More major mainstream investment managers are flocking to impact investments. Already, funds invested in it are well into the tens of trillions and some foundations are committing to invest their endowments in it.
Perhaps even more telling than these indicators suggesting that impact investing is heading toward the mainstream: More students are enrolled in the impact investing class of Christopher Geczy, an adjunct professor of finance at Wharton, than in his traditional investment management class. “I think we’ve reached a tipping point,” said Geczy during a panel discussion titled “Mainstreaming Impact Investing” at this year’s Social Impact Conference, sponsored by Wharton’s Social Impact Initiative.
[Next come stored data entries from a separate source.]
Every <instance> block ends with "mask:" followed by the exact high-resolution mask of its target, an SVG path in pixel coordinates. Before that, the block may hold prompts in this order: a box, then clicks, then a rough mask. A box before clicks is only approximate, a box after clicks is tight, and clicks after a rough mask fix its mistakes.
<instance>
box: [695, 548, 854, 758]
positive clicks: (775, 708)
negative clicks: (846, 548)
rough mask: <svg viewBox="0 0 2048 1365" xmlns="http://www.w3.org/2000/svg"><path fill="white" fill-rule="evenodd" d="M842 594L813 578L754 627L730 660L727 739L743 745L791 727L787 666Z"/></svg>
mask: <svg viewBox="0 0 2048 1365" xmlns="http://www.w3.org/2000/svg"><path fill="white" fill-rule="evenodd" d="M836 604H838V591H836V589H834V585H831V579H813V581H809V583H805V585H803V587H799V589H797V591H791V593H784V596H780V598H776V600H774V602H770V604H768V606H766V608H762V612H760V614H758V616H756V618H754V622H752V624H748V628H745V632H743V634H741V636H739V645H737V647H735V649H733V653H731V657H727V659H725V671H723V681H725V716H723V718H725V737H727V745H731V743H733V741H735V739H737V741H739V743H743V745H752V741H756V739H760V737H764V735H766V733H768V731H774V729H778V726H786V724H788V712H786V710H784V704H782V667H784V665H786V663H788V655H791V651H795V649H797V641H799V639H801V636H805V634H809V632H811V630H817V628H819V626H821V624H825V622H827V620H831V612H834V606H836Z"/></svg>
Impact investing, the practice of taking environmental, social and governance factors into consideration in making investment decisions, refers to the full range of approaches within the category, including socially responsible investing. The enthusiasm for Geczy’s impact investing class echoes another data point cited by panelists as an indicator of the ascendance of impact investing: According to a recent Bank of America survey, 85% of millennials are interested in, or are actively doing, impact investing.
“Given the trends in wealth transfer, and that 85% of millennials say they want to invest with purpose, an investment manager will be out of the running if they don’t offer [impact investments],” said panelist Surya Kolluri, managing director for policy and market planning at Merrill Lynch, a subsidiary of Bank of America. He also cited statistics showing that women are significantly more inclined to be interested in impact investing – 70% versus 30%, according to BoA data – and that women stand to control the majority of wealth in coming years.